Both Vidal and Austen certainly enjoyed the services of hustlers—although in my research I found that the couple had a very close, intimate relationship. Vidal’s decline accelerated appallingly after Austen’s death in 2003.

“I said to Paul,” Larson recalled of talking to Bowles, “’I’m very mystified by Gore and he said to me that Gore has only ever been only interested in ‘prep school sex’—mutual masturbation.”

Vidal, of course, said he was bisexual. There is not much evidence of sustained relationships with women, but Larson believed one rumor that Vidal had slept with actress Elaine Dundy, who went on to marry the critic Kenneth Tynan. “She obviously liked sardonic men,” laughed Larson.

Near the end of his own life (he died in July 2012), Vidal invited Larson to little musical nights he had at this home in the Hollywood Hills.

The last memory Larson had of Vidal was the great author fast asleep in his chair in the living room, then set up as a mini-hospital room.

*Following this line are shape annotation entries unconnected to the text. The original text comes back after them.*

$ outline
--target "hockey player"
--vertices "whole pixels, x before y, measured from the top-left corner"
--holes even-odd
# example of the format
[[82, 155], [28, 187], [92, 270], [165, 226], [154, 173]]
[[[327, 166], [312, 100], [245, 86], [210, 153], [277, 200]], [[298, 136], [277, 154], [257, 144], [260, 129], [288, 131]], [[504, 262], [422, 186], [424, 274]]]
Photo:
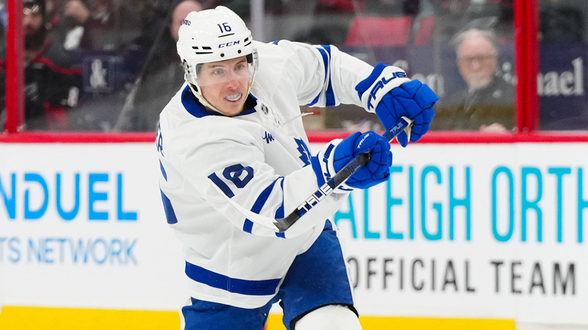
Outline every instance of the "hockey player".
[[[388, 180], [392, 153], [375, 132], [310, 153], [299, 105], [363, 106], [385, 127], [429, 129], [435, 93], [400, 69], [333, 46], [252, 40], [230, 9], [190, 13], [179, 31], [186, 83], [163, 109], [156, 137], [167, 221], [183, 245], [191, 298], [182, 329], [262, 330], [272, 304], [288, 330], [361, 329], [333, 222], [352, 189]], [[399, 136], [403, 146], [409, 136]], [[370, 162], [284, 233], [282, 218], [354, 156]]]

So many stories told so engagingly: by now evening was cloaking Larson’s house, and the living room was lit by only one or two lamps. A game of shadows was playing over the walls, and all these famous people we had been discussing felt very present.

Larson was tired, and I knew it was time to go, even though no fiber of mine wanted to leave. I thanked Jack Larson, gave him a long, emotional hug, and left. However he died, I hope this wonderful man wasn’t alone.